You are viewing a plain text version of this content. The canonical link for it is here.
Posted to issues-all@impala.apache.org by "ASF subversion and git services (Jira)" <ji...@apache.org> on 2021/02/04 18:27:00 UTC

[jira] [Commented] (IMPALA-9224) Blacklist nodes with faulty disks

    [ https://issues.apache.org/jira/browse/IMPALA-9224?page=com.atlassian.jira.plugin.system.issuetabpanels:comment-tabpanel&focusedCommentId=17279036#comment-17279036 ] 

ASF subversion and git services commented on IMPALA-9224:
---------------------------------------------------------

Commit b5e2a0ce2ed34dc12a47da23ec2adf65a2f60c0a in impala's branch refs/heads/master from wzhou-code
[ https://gitbox.apache.org/repos/asf?p=impala.git;h=b5e2a0c ]

IMPALA-9224: Blacklist nodes with faulty disk for spilling

This patch extends blacklist functionality by adding executor node to
blacklist if a query fails caused by disk failure during spill-to-disk.
Also classifies disk error codes and defines a blacklistable error set
for non-transient disk errors.

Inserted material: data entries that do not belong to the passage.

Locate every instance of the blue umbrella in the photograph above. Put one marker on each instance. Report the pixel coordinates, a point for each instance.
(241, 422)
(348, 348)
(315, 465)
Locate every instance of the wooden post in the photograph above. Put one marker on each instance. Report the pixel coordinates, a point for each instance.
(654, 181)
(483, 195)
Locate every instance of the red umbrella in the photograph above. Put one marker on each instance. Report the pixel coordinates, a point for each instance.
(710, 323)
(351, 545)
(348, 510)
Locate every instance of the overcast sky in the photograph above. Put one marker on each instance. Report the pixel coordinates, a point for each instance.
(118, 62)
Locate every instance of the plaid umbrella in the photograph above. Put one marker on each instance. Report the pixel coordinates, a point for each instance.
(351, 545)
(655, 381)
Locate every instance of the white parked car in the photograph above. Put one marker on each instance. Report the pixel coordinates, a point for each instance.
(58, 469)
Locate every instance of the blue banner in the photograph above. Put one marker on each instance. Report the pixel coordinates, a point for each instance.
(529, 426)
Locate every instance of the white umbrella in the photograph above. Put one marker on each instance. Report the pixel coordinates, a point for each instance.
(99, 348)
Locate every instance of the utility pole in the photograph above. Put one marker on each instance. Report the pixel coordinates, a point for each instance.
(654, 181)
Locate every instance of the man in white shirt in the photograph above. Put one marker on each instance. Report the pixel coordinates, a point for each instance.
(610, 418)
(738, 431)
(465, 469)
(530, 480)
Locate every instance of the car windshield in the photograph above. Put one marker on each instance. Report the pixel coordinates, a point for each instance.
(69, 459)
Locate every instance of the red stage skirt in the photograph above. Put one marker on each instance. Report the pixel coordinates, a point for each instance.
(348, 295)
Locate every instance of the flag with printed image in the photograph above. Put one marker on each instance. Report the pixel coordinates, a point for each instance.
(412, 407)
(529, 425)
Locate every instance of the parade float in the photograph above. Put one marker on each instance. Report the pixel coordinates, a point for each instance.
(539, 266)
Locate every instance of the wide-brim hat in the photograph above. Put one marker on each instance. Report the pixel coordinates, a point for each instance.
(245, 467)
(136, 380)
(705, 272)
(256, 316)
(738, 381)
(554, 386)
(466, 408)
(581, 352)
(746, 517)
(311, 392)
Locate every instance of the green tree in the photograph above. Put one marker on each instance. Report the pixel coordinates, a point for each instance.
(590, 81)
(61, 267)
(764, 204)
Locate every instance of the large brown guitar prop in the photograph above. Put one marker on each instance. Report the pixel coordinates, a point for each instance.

Coordinator blacklists executor only if
the executor hitted blacklistable error during spill-to-disk.

Adds a new debug action to simulate disk write error during spill-to-
disk. To use, specify in query options as:
  'debug_action': 'IMPALA_TMP_FILE_WRITE:<hostname>:<port>:<action>'

  where <hostname> and <port> represent the impalad which execute the
  fragment instances, <port> is the BE krpc port (default 27000).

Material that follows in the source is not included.